At the first 1 January at which the total increase of the co-payment due to indexation would have been equal to or more than $1, indexation will resume. Because the general patient co-payment and the concessional co-payment have different values and therefore different indexation outcomes, the year in which the $1 will be achieved will be different for each patient type.

The Safety Net Recording Fee is an optional per-script fee chargeable to patients being dispensed a PBS medicine priced under the patient co-payment, in recognition of the work involved in recording information for the patient towards their Safety Net. The maximum value of the fee is currently $1.45 for ready-prepared PBS medicines and $1.87 for extemporaneously-prepared medicines. Pharmacies may charge any value for this fee up to the maximum amount, or choose not to charge it at all.

The Department of Health and Aged Care has a long-term digitalisation strategy which includes automating the PBS Safety Net. Should this system become fully automated over the term of the 8CPA and all work associated with recording of Safety Net information by pharmacies no longer be required, the Safety Net Recording Fee will no longer be applicable.

Programs FAQs

Who gets the increase in the Dose Administration Aid cap, and what do I need to do to claim at the increased level?

The Dose Administration Aid base cap will change from 60 per week to 90 per week from 1 July.

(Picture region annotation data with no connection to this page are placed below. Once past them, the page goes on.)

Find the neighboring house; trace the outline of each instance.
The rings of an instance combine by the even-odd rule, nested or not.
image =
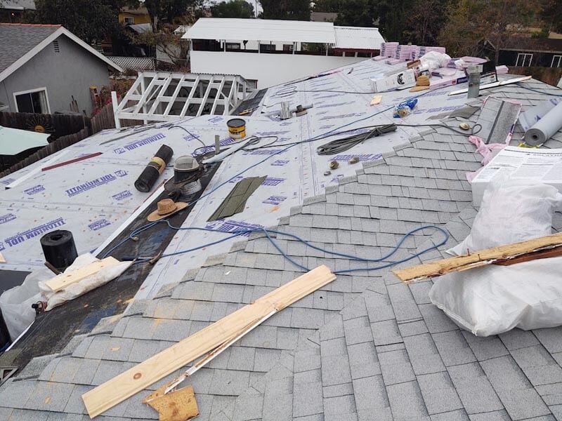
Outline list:
[[[335,22],[338,14],[335,12],[312,12],[311,20],[313,22]]]
[[[498,62],[507,66],[562,67],[562,39],[514,39],[499,51]]]
[[[377,55],[377,28],[327,22],[202,18],[190,40],[194,73],[240,74],[265,88]]]
[[[27,11],[34,10],[34,0],[0,0],[0,22],[21,22]]]
[[[145,7],[124,7],[119,13],[119,21],[128,25],[150,23],[150,15]]]
[[[90,88],[109,84],[113,63],[60,25],[0,24],[0,102],[13,112],[93,110]]]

This change will apply to any pharmacy with a current cap between 60 and 89 per week who will all move to a new cap of 90 per week. This change will apply from 1 July 2024 and pharmacies may simply begin claiming at the higher rate from this date. There will be no change to caps for any pharmacy with a special capping arrangement above 90 per week.

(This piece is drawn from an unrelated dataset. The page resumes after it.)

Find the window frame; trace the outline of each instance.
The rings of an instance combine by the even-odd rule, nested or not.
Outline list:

No. The existing program rules for Dose Administration Aids will continue to apply, which require eligible patients to live at home in a community setting. See Dose Administration Aids - Pharmacy Programs Administrator

All programs that were previously governed under 7CPA will continue as per the existing program rules, regardless of inclusion in 8CPA. These programs will all undergo an evaluation process which will conclude by 1 July 2026 and no changes to the program rules will be made before this time.

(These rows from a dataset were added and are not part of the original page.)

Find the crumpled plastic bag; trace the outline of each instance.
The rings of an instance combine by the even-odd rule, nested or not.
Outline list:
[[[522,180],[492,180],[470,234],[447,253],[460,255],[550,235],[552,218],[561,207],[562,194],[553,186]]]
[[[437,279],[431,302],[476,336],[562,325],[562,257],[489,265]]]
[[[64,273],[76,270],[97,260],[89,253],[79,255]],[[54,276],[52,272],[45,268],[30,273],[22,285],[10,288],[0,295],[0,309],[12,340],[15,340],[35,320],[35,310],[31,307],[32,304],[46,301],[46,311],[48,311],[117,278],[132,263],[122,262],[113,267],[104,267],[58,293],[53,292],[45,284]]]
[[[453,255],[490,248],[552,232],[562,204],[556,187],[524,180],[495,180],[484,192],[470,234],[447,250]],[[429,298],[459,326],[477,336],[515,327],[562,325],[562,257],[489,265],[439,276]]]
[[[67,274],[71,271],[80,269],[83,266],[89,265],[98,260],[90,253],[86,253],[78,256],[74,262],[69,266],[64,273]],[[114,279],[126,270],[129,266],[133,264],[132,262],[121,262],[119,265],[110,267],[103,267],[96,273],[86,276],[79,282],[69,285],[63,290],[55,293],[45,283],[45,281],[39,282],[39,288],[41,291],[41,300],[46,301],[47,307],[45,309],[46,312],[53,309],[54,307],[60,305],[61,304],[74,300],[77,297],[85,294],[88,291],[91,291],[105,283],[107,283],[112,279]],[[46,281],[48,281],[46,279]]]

The current cap for MedsCheck, Diabetes MedsCheck, and Staged Supply will be retained. Growth in funding in these programs reflects a greater service level than at the beginning of 7CPA within these caps, with more pharmacies participating and more pharmacies using a greater proportion of their caps.

The 8CPA includes an additional funding commitment for the Regional Pharmacy Maintenance Allowance of $52 million over 5 years. Further details on the allocation of this funding will be available soon. The Regional Pharmacy Transition Allowance, which was a temporary program set to end on 30 June 2027, will now end on 30 June 2024 following other funding commitments under 8CPA.

The Department of Health and Aged Care will make alternative arrangements for the National Diabetes Services Scheme in future. The Guild encourages its members to consider all costs of delivering any service on behalf of a third party when setting fees and charges. More advice on this will be available for members in coming weeks.

Policy FAQs

What is the commitment to Doctor of Pharmacy?

The commitment from Government towards Doctor of Pharmacy is to support pharmacists graduating with an Australian Qualifications Framework Level 9 master’s degree (extended) in pharmacy to be treated by exemption as a level 10 qualification, similar to the treatment of other health professions covered under the National Registration and Accreditation Scheme. This means pharmacists graduating with this level of qualification will be able to use the honorific title of ‘Doctor of Pharmacy’.